I'm having a lot of trouble with first order quasilinear PDE problems where one has to show that there are no solutions or show that there are infinitely many. I understand how to employ the method of characteristics to find a solution when it exists, but am not able to do much other than that.
Two specific examples are the PDE
$$\partial_{x_1}u+3{x_1}^2\partial_{x_2}u=1$$
with the two different initial conditions $u(z,z^3)=1$ and $u(z,z^3)=z-1$ respectively.
Supposedly there are no solutions ($u\in C^1(\mathbb{R}^2)$) in the first case and infinitely many in the second case.
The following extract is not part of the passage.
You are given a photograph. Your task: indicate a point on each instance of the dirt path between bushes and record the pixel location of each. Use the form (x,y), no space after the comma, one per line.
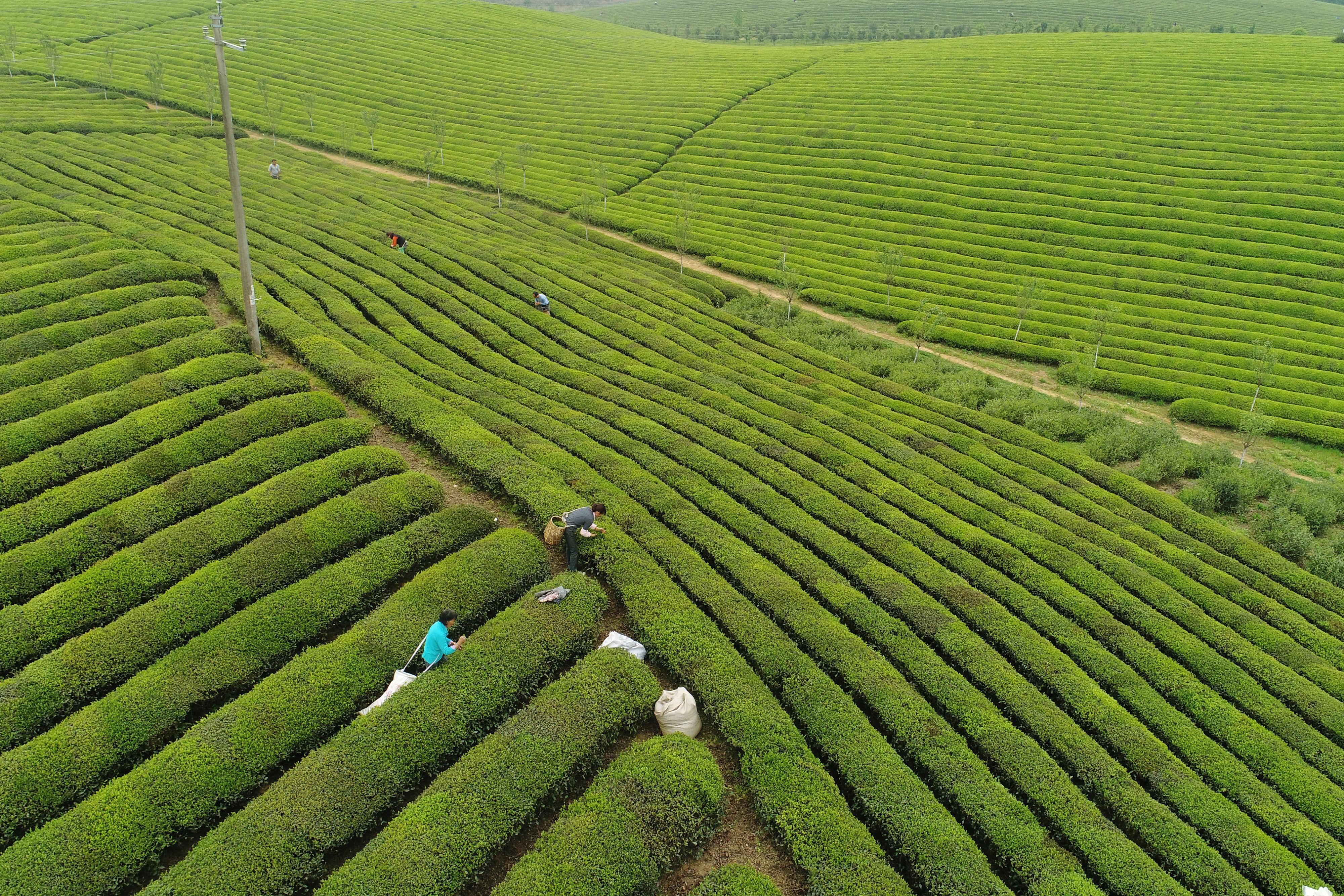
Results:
(740,839)
(1023,377)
I don't know how one is supposed to prove such things because we don't have any examples or solutions.
My attempt in the first case was: characteristics are found to be $x(z,t)=(t+z,(t+z)^3)$, on which $u=t+1$. But these lie on the initial curve and so $u=1$, contradiction. I'm not sure if this argument is correct.
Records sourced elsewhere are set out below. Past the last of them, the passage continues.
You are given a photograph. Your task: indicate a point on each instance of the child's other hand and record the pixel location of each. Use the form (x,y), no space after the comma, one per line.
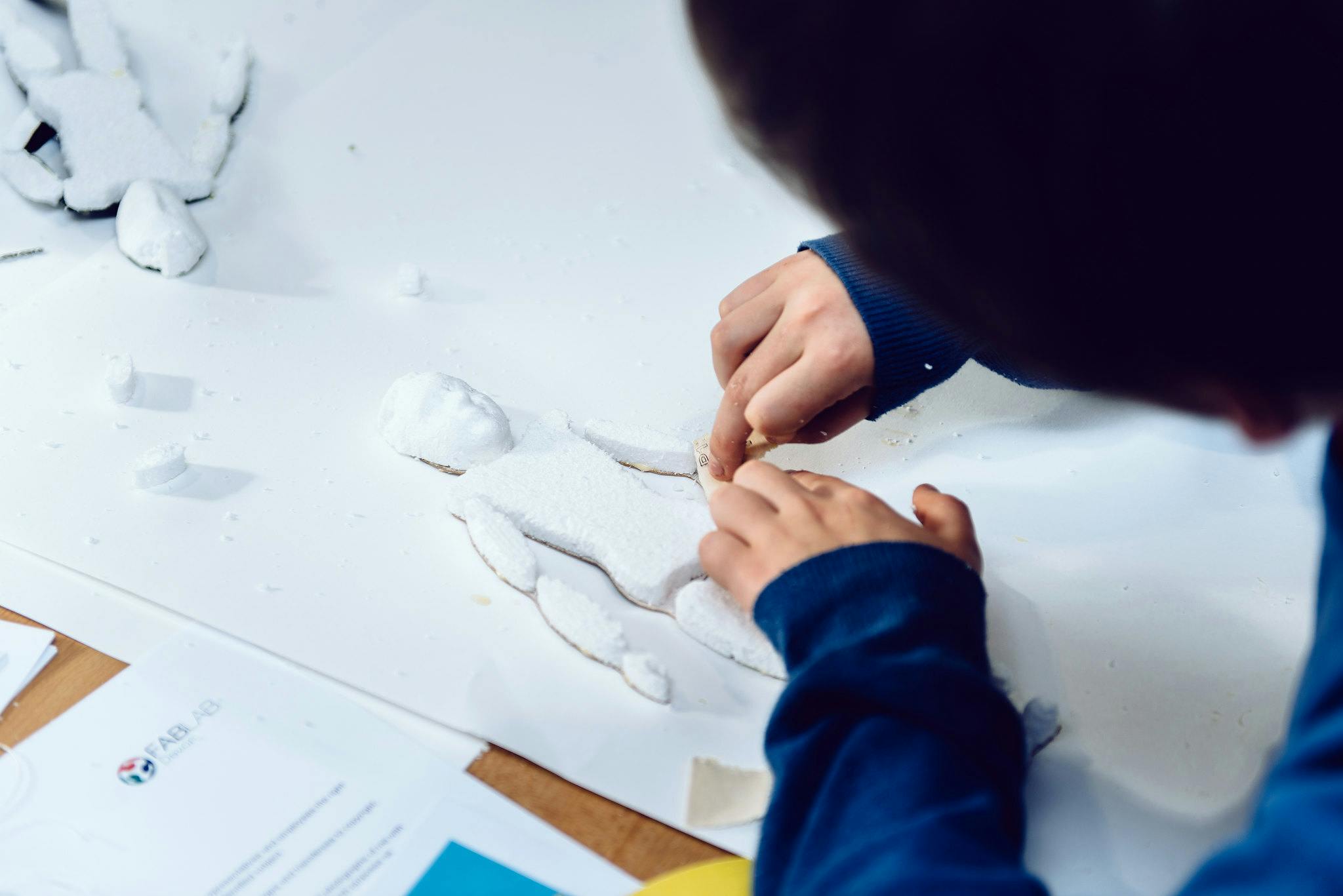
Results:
(793,357)
(770,522)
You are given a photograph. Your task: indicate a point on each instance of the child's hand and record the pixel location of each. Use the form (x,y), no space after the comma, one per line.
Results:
(770,522)
(793,357)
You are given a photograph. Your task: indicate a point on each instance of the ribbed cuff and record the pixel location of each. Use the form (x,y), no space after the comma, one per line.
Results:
(911,595)
(913,351)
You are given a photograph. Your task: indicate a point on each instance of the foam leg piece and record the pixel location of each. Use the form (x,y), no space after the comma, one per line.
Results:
(580,621)
(566,492)
(30,178)
(97,39)
(121,379)
(109,142)
(501,545)
(642,448)
(160,464)
(155,230)
(707,613)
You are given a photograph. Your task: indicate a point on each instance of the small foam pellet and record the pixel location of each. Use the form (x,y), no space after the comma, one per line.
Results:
(160,464)
(156,230)
(121,379)
(501,545)
(231,79)
(108,142)
(211,144)
(580,621)
(648,676)
(96,38)
(30,178)
(410,280)
(642,448)
(707,613)
(443,421)
(562,490)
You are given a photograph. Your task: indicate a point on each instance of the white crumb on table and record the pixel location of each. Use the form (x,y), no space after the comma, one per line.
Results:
(442,419)
(160,464)
(642,446)
(707,613)
(121,379)
(501,545)
(578,618)
(156,230)
(648,676)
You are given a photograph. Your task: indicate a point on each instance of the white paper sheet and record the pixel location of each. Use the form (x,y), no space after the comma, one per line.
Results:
(578,222)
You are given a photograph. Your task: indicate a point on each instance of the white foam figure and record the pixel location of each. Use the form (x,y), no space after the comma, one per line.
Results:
(566,492)
(648,676)
(501,545)
(410,280)
(707,613)
(30,178)
(231,83)
(97,39)
(156,230)
(580,621)
(210,148)
(159,465)
(121,379)
(109,142)
(442,419)
(642,448)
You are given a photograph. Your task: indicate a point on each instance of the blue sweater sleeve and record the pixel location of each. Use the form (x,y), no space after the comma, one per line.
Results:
(898,761)
(913,349)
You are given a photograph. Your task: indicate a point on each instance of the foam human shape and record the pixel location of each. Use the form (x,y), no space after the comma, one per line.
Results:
(642,448)
(231,81)
(121,379)
(501,545)
(109,142)
(648,676)
(711,615)
(566,492)
(159,465)
(97,39)
(578,618)
(156,230)
(442,419)
(30,178)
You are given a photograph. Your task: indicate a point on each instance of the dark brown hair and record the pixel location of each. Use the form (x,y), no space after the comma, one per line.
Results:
(1116,194)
And I have no idea for the second one. The characteristics are the same but now $u=t+z-1$ on each one, which agrees with $u$ from the initial condition. I'm not sure how this helps establish that there are infinitely many solutions.
Any help with these kind of problems would be much appreciated.
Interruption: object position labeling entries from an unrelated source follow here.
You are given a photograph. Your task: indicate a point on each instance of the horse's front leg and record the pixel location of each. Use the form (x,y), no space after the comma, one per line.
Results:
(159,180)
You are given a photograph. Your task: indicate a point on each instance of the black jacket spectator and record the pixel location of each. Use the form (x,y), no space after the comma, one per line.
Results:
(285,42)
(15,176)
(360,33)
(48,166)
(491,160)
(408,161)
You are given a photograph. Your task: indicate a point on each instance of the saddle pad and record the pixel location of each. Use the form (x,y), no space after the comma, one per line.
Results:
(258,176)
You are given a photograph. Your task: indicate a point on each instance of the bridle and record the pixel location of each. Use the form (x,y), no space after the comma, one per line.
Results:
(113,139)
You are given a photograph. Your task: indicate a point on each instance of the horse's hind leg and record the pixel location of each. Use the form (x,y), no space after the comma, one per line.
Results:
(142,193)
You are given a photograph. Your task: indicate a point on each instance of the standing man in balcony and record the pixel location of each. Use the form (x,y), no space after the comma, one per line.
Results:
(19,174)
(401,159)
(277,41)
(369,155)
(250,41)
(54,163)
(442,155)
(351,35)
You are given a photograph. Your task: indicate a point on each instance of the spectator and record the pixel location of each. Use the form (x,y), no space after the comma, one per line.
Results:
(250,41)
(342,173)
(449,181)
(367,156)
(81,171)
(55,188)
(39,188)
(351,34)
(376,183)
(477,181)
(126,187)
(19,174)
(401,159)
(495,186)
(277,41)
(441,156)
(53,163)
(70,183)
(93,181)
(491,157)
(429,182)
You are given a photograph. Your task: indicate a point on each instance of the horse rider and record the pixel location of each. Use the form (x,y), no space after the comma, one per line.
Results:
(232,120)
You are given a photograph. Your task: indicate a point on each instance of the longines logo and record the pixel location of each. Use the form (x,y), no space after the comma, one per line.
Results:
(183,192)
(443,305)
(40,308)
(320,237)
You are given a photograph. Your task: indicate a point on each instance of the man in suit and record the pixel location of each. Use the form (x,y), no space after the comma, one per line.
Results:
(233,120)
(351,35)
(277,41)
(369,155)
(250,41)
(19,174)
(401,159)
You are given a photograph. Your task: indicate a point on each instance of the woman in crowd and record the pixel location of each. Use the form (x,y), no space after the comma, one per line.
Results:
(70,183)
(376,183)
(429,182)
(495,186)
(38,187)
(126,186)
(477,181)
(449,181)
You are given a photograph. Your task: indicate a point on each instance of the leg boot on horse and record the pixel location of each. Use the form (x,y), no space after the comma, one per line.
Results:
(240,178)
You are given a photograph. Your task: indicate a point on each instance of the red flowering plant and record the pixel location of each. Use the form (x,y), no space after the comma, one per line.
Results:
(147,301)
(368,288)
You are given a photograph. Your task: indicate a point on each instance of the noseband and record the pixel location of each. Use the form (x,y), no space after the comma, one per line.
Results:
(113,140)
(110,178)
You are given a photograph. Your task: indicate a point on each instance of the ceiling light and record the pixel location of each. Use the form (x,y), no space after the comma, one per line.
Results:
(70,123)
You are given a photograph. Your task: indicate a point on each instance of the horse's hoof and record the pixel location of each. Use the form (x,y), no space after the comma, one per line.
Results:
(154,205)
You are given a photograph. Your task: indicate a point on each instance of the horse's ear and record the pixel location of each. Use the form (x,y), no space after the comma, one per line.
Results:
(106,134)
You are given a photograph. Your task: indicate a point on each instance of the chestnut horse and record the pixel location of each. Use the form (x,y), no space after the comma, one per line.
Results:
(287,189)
$$\partial_{x_1}u+3{x_1}^2\partial_{x_2}u=1$$ Characteristic system of ODEs : $$\frac{dx_1}{1}=\frac{dx_2}{3{x_1}^2}=\frac{du}{1}=dt$$
First characteristic equation from $\frac{dx_1}{1}=\frac{dx_2}{3 x_1^2}$ : $$x_1^3-x_2=c_1$$ Second characteristic from $\frac{dx_1}{1}=\frac{du}{1}=dt$ : $$u-x_1=c_2$$ General solution of the PDE on the form of implicit equation $c_1=F(c_1)$ : $$u-x_1=F(x_1^3-x_2)$$ $F$ is an arbitrary function to be determined according to the boundary condition. $$\boxed{u(x_1,x_2)=x_1+F(x_1^3-x_2)}$$ FIRST CASE, CONDIION $x_1=z\:;\: x_2=z^3 \:;\: u=1$ $$1=z+F(z^3-z^3)=z+F(0)\quad\implies\quad 1-z=F(0)=\text{constant}$$ This is impossible for all different $z$ with the same $F(0)$. Thus there is no solution in this case.
SECOND CASE, CONDITION $x_1=z\:;\: x_2=z^3 \:;\: u=z-1$ $$z-1=z+F(z^3-z^3)=z+F(0)\quad\implies\quad F(0)=-1$$ They are an infinity of functions $F$ such as $F(0)=-1$. Thus in this case they are an infinity of solutions.
NOTE: In both above cases the condition is specified on a characteristic curve, which is a special case. That is why they are either an infinity of solutions or no solution depending on whether the specified condition is consistent or not with the characteristic equation involved. Generally the condition is specified on a curve which doesn't coincides with a characteristic curve and then the function $F$ can be determined.
For example, if the condition is $u(z,z^3-z)=z+z^2\quad$ thus $x_1=z\:;\: x_2=z^3-z \:;\: u=z+z^2$
$z+z^2=z+F(z^3-(z^3-z))=z+F(z)\quad\implies\quad F(z)=z^2\quad$ that we put into the above general solution where $z=x_1^3-x^2$ : $$u(x_1,x_2)=x_1+(x_1^3-x_2)^2$$ This is the unique solution if the condition is $u(z,z^3-z)=z+z^2$.